RewardBench: Evaluating Reward Models for Language Modeling
Reward models (RMs) are at the crux of successfully using RLHF to align pretrained models to human preferences, yet there has been relatively little study that focuses on evaluation of those models. Evaluating reward models presents an opportunity to understand the opaque technologies used for alignment of language models and which values are embedded in them. Resources for reward model training and understanding are sparse in the nascent open-source community around them. To enhance scientific understanding of reward models, we present REWARDBENCH, a benchmark dataset and code-base for evaluation. The REWARDBENCH dataset is a collection of prompt-chosen-rejected trios spanning chat, reasoning, and safety, to benchmark how reward models perform on challenging, structured and out-of-distribution queries. We create specific comparison datasets for RMs that have subtle, but verifiable reasons (e.g. bugs, incorrect facts) why one answer should be preferred to another. On the REWARDBENCH leaderboard, we evaluate reward models trained with a variety of methods, such as the direct MLE training of classifiers and the implicit reward modeling of Direct Preference Optimization (DPO).

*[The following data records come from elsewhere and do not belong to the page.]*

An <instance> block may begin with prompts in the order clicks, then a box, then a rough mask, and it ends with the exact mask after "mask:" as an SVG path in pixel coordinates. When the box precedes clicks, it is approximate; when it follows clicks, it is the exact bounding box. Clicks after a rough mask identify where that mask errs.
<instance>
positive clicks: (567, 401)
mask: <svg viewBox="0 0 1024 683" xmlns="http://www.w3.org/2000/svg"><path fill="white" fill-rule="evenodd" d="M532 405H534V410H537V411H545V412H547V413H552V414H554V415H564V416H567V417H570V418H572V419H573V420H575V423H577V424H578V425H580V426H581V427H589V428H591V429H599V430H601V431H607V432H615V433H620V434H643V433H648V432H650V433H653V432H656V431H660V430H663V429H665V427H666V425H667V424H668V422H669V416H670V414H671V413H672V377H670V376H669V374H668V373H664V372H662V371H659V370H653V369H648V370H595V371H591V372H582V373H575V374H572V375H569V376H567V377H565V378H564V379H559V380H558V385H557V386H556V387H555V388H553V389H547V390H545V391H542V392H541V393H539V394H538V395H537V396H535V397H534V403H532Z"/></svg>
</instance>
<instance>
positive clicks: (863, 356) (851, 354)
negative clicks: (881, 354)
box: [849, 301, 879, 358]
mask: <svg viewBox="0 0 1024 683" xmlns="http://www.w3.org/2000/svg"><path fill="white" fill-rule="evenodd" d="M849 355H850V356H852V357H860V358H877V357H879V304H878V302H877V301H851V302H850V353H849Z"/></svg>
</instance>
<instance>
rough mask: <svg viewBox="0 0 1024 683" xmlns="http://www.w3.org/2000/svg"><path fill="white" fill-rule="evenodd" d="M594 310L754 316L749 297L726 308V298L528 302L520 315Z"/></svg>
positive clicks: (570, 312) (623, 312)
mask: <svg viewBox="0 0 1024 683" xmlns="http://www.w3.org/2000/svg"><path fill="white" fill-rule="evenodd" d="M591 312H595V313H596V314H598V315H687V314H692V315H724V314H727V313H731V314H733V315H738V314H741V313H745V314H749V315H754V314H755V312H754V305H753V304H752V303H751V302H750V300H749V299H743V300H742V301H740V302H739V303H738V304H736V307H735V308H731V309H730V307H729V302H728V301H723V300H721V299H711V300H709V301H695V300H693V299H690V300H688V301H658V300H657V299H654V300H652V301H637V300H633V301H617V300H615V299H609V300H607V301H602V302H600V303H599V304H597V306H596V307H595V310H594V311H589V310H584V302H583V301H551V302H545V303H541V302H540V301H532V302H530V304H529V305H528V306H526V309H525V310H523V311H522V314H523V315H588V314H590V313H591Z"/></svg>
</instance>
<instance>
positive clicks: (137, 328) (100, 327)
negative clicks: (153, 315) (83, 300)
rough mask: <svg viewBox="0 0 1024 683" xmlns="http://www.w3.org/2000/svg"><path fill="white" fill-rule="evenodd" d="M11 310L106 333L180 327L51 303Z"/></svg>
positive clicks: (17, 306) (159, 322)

Introduction. Reinforcement learning from human feedback (RLHF) is a necessary but opaque tool underlying the success of popular language models (LMs) such as OpenAI’s ChatGPT (Schulman et al., 2022) and Anthropic’s Claude (Bai et al., 2022a). The prevalence of RLHF stems from its efficacy at circumventing one of the greatest difficulties in integrating human preferences into language models: specifying an explicit reward (Christiano et al., 2017). Reward models (RMs) are central to this process. They are created by copying the original language model and training it on labeled preference data, producing a model that can predict whether one piece of text is likely to be preferred over another. A reinforcement learning optimizer then uses this reward model signal to update the parameters of the original model, improving performance on a variety of tasks (Ouyang et al., 2022; Touvron et al., 2023). While the post-RLHF model (known as the policy) and even the pretrained model are extensively documented and evaluated, the basic properties of the RLHF process like the RMs receive far less attention.
Discussion / Conclusion. We present REWARDBENCH, and show the variety of performance characteristics of current reward models in order to improve understanding of RLHF. While we covered a variety of topics important to alignment of LMs, a crucial next step is needed to correlate performance in REWARDBENCH to RLHF usefulness. Initial experiments with ranking RMs with best-of-N sampling and downstream training with PPO are underway. We have taken a first step to understanding which values are embedded in the RLHF training across many base models and preference datasets. The toolkit we have released can easily be expanded include custom data to specifically audit a certain property of the RLHF process. Scores of RMs from private LM providers are on the public leaderboard, but are not in the paper because they are not reproducible. REWARDBENCH is one of many tools which will help us understand the science of whose and what values are embedded in our language models.